Os trilhos chegaram, onde hoje é a Avenida Leste/Oeste. A pomposa estação logo foi concluída. Sua magnitude era um contraste com a maloca do lado debaixo dos trilhos. O ambiente era muito movimentado: Trem chegando e saindo, gente subindo e descendo, vagões sendo descarregados.
Os troles eram uma atração a mais. Quatro rodas de trem, montadas abaixo de um quadrado de madeira, sem laterais. Por eles os homens da guarda ferroviária iam e vinham. Tinham nas mãos grandes cabos de madeira, enfiavam aquilo na cabeça dos dormentes e provocavam o movimento sobre os trilhos. Até hoje não sei como faziam para parar aquela geringonça. Foram eles, os guardas ferroviários que viram a Paula Papuda tomando banho na Lagoinha, num dia à noite. Já era tarde, estava escuro, mas a luz da locomotiva iluminou um corpo preto se abaixando dentro d’água para se esconder.
Os guardas ferroviários, brabos como eram, foram até lá ver do que se tratava e deram uma surra naquele corpo magro, sem dentes na boca e com olhos fundos. Chamaram a polícia, mas os policiais não quiseram prender a Paula Papuda. Deixaram ela vestir a roupa, lavar o sangue que saia do nariz e a levaram até a casa de palha onde dormia. O Manelão ficou revoltado quando viu aquilo e quis brigar com os guardas da ferrovia, mas o Silvino não deixou.
Foi o Manelão que pediu à dona Ana as roupas velhas dela, da Mariinha e da Marta para dar para a Paula Papuda, e foi a pedido dele que a dona Ana, dona Belinha, dona Cecília, dona Joana e dona Dita passaram a levar comida e água para a Paula Papuda até ela dar conta de andar com o saco com as latas de leite em pó dentro, outra vez. Cada uma das senhoras levava a comida num dos dias da semana. Ela recebia a comida e agradecia. Outras perguntas eram respondidas com o movimento da cabeça, afirmando ou negando. Nos primeiros dias do retorno às andanças estava suja e mal cheirosa, mais magra, o que fazia o papo parecer maior. Mas logo voltou ser vista limpinha. Não se sabe que dia da semana Paula Papuda deixou de ser vista pelas ruas das vilas campineiras.
O primeiro a dar falta dela foi o Carlinho Fumador, um dos moleques que tinham o prazer de ver a Paula chorando. Logo todos viram que a Papuda havia desaparecido. Em poucos dias a água da estação, do galpão e das casas dos funcionários da Estrada de Ferro começou exalar um odor insuportável. A grande caixa d’água construída perto das quaresmeiras tinha uma escada de ferro chumbado na coluna central que dava acesso lá para cima – não era alta e foi por lá que o seu Nicanor subiu para ver o que estava acontecendo. Quase caiu quando olhou dentro da caixa. A Paula Papuda estava morta lá dentro.
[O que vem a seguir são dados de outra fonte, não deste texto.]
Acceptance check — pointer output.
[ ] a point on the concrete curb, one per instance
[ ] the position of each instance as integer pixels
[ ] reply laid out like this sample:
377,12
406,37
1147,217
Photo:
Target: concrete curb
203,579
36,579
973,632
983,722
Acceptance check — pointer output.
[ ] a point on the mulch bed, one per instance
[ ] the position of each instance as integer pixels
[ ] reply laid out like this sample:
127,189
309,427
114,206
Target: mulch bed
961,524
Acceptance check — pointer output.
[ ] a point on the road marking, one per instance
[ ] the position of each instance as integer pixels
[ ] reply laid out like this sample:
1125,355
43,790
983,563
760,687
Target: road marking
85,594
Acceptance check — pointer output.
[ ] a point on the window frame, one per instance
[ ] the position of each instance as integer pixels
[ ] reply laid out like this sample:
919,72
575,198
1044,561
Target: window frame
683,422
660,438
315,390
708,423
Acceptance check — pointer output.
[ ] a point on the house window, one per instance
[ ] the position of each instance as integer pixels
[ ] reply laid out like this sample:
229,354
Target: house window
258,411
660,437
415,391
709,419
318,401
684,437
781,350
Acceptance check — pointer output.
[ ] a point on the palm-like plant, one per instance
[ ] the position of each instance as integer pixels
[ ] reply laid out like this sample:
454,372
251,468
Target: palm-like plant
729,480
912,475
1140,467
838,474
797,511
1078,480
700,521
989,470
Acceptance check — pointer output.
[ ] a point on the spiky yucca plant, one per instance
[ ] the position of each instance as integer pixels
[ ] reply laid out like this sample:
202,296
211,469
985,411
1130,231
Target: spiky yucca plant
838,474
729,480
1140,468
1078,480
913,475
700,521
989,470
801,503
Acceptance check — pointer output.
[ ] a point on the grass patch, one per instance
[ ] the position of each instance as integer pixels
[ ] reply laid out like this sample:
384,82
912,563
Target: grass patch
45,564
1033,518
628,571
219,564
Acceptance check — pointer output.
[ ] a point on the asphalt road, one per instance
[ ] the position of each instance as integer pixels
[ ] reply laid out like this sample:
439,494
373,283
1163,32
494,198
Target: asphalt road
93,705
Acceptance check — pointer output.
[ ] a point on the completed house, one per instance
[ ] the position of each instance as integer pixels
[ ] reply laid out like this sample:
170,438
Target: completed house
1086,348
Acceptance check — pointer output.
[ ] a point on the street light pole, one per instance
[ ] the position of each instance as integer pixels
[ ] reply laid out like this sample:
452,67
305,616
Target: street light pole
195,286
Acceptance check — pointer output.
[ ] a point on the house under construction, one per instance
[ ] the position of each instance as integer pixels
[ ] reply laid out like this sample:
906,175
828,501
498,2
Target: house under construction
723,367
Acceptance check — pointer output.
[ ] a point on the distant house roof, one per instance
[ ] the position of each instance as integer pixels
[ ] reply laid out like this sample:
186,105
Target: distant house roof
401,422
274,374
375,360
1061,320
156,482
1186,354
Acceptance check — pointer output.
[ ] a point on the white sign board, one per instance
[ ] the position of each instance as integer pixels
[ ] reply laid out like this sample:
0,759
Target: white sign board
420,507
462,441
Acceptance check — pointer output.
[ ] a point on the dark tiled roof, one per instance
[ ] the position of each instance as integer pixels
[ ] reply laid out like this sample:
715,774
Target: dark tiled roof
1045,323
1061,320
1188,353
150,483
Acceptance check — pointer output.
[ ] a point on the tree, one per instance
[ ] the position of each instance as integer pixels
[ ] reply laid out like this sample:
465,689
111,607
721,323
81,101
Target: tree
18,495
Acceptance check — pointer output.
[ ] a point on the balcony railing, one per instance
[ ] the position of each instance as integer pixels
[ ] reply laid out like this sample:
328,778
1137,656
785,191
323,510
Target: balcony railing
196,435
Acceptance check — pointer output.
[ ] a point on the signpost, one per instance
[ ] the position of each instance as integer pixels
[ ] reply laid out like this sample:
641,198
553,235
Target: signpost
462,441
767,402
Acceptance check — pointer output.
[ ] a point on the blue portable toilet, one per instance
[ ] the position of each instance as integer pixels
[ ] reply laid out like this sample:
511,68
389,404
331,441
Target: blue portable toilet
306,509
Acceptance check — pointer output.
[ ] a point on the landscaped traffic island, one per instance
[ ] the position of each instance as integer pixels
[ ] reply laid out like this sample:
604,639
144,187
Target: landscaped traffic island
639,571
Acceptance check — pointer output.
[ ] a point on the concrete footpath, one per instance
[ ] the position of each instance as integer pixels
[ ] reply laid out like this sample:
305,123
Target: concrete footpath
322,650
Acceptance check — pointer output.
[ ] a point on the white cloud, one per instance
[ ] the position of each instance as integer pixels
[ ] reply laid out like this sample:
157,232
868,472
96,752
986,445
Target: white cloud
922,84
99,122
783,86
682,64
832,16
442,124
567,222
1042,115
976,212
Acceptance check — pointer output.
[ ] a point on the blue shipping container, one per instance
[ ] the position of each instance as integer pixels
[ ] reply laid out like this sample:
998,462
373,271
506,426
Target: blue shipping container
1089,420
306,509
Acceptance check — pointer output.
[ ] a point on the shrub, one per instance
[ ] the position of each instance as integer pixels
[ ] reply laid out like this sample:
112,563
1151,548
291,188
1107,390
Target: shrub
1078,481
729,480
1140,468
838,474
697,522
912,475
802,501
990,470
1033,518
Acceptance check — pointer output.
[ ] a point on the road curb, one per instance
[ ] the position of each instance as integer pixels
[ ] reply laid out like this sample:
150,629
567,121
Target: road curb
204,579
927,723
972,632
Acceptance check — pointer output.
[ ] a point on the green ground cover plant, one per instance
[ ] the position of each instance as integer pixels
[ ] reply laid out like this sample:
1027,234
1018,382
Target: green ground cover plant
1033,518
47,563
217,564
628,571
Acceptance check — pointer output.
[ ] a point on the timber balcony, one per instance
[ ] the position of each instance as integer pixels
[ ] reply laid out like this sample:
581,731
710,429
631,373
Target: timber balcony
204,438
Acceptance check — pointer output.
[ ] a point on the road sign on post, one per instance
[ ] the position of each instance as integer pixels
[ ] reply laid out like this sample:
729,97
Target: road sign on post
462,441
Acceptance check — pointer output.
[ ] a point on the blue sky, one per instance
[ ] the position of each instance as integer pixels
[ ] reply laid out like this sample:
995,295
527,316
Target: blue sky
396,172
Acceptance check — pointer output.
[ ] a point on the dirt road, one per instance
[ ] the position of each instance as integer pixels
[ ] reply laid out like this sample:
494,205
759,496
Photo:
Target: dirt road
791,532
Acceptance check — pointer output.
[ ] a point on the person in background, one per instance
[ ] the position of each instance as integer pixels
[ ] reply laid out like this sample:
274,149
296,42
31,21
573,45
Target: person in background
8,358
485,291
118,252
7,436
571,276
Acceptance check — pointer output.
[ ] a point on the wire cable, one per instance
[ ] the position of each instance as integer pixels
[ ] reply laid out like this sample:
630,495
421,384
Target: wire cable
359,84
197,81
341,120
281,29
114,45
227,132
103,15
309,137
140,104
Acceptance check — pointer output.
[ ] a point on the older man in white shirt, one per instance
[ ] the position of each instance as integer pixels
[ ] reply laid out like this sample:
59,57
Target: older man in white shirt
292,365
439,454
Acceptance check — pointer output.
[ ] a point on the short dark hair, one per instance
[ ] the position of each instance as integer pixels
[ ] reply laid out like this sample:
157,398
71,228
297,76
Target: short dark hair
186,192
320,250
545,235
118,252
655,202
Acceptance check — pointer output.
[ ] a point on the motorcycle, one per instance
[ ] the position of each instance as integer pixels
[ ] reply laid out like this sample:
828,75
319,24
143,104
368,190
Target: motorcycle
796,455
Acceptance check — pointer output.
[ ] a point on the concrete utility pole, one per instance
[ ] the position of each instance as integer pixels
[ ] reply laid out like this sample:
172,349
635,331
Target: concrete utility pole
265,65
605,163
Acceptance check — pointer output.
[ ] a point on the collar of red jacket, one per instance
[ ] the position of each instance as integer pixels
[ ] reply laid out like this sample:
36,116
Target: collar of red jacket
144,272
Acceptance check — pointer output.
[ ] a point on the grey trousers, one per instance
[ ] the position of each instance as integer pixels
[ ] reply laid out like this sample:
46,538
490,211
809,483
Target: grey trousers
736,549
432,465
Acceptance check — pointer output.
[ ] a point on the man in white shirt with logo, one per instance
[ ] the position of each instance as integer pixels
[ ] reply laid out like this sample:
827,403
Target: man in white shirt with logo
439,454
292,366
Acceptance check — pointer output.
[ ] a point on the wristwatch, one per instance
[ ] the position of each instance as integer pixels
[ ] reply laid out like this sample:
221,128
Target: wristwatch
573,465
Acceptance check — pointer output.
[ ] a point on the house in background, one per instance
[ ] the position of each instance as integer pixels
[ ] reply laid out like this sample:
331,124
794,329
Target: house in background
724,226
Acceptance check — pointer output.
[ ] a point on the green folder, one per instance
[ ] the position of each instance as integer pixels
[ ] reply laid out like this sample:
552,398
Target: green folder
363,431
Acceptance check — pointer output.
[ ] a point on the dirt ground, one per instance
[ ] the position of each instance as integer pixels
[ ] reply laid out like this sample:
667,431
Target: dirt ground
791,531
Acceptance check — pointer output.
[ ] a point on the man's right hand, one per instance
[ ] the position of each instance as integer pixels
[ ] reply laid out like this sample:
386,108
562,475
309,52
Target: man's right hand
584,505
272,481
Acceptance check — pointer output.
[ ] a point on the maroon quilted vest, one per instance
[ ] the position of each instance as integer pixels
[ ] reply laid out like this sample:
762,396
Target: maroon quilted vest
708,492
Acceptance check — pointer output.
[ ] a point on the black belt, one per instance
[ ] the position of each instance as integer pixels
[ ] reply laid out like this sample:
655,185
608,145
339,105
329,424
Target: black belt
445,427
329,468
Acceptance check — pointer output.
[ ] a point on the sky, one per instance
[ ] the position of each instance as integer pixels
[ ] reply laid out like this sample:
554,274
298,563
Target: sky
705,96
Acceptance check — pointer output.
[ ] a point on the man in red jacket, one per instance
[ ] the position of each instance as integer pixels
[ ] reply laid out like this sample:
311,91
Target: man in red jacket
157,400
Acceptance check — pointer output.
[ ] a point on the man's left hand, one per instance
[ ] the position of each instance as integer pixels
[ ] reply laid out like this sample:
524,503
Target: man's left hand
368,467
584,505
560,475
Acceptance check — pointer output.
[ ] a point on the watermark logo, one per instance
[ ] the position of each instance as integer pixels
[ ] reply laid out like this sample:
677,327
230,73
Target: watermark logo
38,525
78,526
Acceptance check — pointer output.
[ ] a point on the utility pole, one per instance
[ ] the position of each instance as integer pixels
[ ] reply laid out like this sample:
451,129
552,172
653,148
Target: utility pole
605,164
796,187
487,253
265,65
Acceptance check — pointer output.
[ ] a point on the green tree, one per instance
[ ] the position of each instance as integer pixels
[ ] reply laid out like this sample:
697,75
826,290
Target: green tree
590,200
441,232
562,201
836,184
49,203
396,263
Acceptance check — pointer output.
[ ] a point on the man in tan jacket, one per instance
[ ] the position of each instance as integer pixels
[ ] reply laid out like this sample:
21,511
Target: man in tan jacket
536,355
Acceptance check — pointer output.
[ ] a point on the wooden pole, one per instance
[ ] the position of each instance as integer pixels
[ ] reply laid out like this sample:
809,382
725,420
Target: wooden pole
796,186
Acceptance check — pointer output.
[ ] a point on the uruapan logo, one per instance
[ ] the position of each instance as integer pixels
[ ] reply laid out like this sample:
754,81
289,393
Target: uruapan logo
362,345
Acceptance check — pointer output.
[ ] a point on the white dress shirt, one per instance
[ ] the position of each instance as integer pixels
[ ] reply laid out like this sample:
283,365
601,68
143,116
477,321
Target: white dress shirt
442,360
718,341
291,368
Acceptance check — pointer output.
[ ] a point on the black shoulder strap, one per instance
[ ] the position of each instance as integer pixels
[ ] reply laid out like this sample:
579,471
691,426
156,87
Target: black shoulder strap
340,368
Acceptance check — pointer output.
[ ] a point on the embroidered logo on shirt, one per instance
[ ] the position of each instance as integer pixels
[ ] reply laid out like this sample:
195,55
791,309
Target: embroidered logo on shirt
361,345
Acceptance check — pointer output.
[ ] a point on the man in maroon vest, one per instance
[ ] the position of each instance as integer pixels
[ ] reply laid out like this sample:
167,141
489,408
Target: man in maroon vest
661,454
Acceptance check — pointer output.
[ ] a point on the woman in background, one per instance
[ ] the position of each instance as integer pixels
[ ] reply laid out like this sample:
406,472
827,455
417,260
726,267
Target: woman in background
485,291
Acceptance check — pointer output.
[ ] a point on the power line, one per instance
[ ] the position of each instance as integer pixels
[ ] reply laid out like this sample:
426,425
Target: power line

Só depois de muito tempo é que o Tião Pinguço, que dormia na calçada da estação contou que desde quando se restabeleceu da surra levada dos guardas ferroviários, todos os dias tarde da noite, Paula Papuda subia na caixa d’água para tomar banho. Além de beber água do corpo da defunta, os guardas ferroviários, carregadores, passageiros, maquinistas e bilheteiros e todo o pessoal que morava nas casas construídas para abrigar os funcionários da estrada de ferro, beberam muitas vezes a água que lavou o corpo da Paula Papuda.
Em meados dos anos de 1960, quando tinha uns sete anos, ouvi pela primeira vez sobre este evento, que ainda continuou sendo contado por alguns anos e depois desapareceu da Vila Abajá, junto com as locomotivas, vagões e troles.
Dedico esta narrativa ao colega Samuel Straioto, pelo amor que ele tem pelas histórias dos trens de ferro.